6 More State Employees Criminally Charged In Flint Water Crisis

“The families of Flint will not be forgotten,” the state's attorney general said.
Michigan Attorney General Bill Schuette (R) might run for governor. (Photo by Win McNamee/Getty Images)
Michigan Attorney General Bill Schuette (R) might run for governor. (Photo by Win McNamee/Getty Images)
Win McNamee via Getty Images

Six more people have been charged with crimes for their role in allowing the water in Flint, Michigan to become tainted with lead, a deadly poison.

Michigan Attorney General Bill Schuette, a Republican, announced the charges against the six state employees on Friday morning.

“The families of Flint will not be forgotten,” Schuette said at a press conference Friday. “Those who committed crimes will be held accountable.”

Friday’s announcement brings the total number of Flint water crisis criminal charges to nine, plus two civil suits against private companies that consulted on the city’s water situation.

The people charged Friday are Nancy Peeler, Corrine Miller, Robert Scott, Liane Shekter-Smith, Patrick Cook and Adam Rosenthal, all current or former employees of either the state Department of Environmental Quality or the Department of Health and Human Services.

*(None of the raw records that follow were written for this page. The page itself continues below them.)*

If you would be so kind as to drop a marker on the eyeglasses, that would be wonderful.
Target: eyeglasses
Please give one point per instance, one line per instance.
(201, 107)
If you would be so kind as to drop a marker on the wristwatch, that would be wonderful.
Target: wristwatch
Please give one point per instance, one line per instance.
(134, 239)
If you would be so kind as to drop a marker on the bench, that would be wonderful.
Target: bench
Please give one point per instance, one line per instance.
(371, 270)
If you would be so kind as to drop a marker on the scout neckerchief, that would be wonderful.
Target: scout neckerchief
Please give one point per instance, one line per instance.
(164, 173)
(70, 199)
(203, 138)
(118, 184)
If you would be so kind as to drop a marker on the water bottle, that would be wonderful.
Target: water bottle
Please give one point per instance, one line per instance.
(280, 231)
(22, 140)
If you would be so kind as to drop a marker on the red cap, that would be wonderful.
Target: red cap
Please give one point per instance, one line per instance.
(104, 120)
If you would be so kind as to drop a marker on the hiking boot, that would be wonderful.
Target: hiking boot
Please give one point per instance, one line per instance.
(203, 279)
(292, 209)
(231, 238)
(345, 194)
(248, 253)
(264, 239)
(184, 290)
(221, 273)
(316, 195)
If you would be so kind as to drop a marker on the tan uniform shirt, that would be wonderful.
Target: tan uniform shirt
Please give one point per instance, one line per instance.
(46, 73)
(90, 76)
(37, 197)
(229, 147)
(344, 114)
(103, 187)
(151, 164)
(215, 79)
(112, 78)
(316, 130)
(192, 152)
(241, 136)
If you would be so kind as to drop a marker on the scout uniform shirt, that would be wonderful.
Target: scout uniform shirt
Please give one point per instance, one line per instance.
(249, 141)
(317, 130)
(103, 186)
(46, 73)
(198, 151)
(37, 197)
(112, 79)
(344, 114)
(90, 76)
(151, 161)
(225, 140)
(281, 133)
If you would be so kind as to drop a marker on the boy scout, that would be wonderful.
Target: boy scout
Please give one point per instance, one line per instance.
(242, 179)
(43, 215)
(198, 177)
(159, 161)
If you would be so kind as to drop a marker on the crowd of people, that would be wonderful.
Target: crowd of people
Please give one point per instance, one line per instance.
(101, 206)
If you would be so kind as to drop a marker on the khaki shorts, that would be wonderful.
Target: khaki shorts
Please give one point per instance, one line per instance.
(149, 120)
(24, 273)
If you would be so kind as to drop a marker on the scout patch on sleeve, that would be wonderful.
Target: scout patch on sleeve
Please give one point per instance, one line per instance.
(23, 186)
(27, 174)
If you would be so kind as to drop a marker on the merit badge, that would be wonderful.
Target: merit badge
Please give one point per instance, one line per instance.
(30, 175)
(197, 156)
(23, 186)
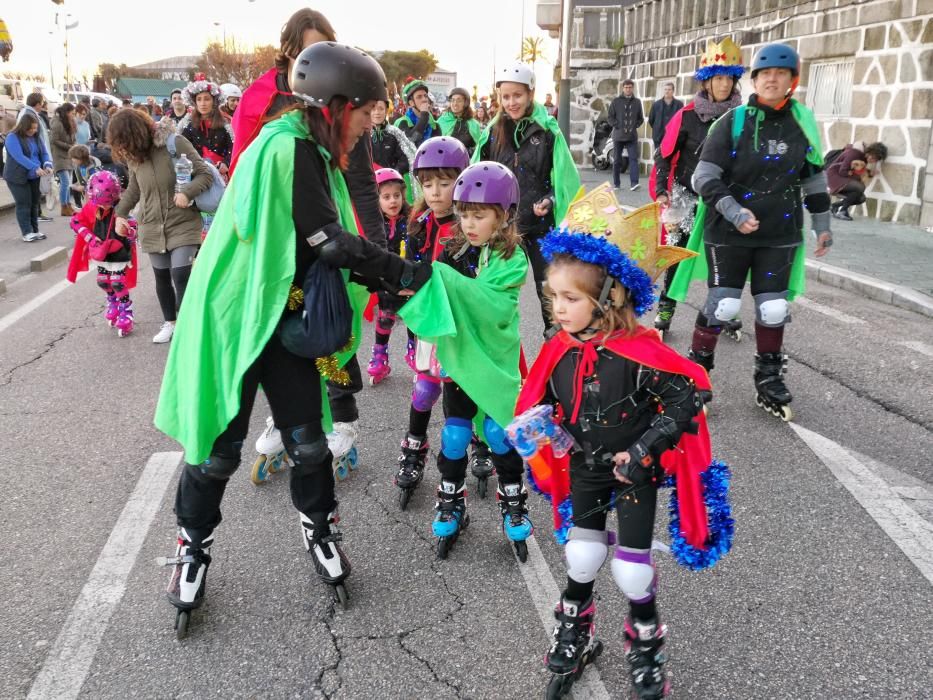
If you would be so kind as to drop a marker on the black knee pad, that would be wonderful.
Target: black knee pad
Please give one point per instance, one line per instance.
(307, 448)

The charges stem from the state’s failure to follow proper treatment protocols after switching the city’s water source to the Flint River in 2014. Contrary to federal regulations, state officials failed to add corrosion inhibitors to prevent the river water from leaching lead from the city’s pipes.

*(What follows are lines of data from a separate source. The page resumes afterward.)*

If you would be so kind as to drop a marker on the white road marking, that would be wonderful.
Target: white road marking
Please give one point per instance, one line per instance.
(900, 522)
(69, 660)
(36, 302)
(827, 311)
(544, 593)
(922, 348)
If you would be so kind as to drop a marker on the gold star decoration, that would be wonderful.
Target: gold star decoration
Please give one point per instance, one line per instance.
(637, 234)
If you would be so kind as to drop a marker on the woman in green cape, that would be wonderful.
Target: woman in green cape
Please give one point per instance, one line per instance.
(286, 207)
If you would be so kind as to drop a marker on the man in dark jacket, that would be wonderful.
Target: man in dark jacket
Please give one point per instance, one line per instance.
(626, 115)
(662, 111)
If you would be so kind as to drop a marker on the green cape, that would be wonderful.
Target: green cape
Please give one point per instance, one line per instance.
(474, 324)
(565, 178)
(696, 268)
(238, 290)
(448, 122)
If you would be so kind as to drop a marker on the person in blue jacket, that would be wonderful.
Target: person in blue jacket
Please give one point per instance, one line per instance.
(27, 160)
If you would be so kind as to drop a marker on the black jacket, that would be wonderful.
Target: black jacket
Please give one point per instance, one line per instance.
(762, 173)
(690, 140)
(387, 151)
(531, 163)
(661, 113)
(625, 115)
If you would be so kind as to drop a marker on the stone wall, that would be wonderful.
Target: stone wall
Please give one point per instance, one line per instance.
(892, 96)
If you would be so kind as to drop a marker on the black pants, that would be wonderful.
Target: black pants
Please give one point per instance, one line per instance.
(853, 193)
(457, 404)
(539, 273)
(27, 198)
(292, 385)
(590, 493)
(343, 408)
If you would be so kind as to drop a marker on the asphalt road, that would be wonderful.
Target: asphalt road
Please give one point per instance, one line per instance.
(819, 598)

“The result was water was poisoned and children were exposed to extremely high levels of lead which may impede their growth and development for the rest of the their lives,” Schuette said.

Flint residents knew something was wrong with their water in 2014, but the state insisted it was safe. In July of 2015, Schuette alleges ― and previously released emails have suggested ― Peeler, Scott and Miller became aware of high lead levels in Flint kids’ blood, but convinced themselves seasonal variation accounted for the change. They’ve been charged with conspiracy, willful neglect of duty and misconduct in office.

The charges against Shekter-Smith, Cook and Rosenthal relate to their failure to take corrective action once they knew about Flint’s water problems.

Political observers believe Schuette is positioning himself to run for governor of Michigan. He spoke about the Flint water crisis at the Republican National Convention.

“Pregnant moms and mothers with newborns still should not drink the water and that’s not right,” Schuette said last week. “But I will make it right, because in Michigan the system is not rigged. In Michigan we have one system of justice which means there are rules for all.”

Hillary Clinton also gave Flint a shoutout when she formally accepted her presidential nomination at the Democratic National Convention on Thursday night.

“I sweat the details of policy ― whether we’re talking about the exact level of lead in the drinking water in Flint, Michigan, the number of mental health facilities in Iowa, or the cost of your prescription drugs,” Clinton said.

Flint’s water still has unsafe levels of lead, meaning water samples from more than 10 percent of homes contained above 15 parts per billion lead in the most recent round of testing. No level of lead exposure is safe ― even at low doses, the heavy metal can cause a range of problems, most notably brain damage in small children.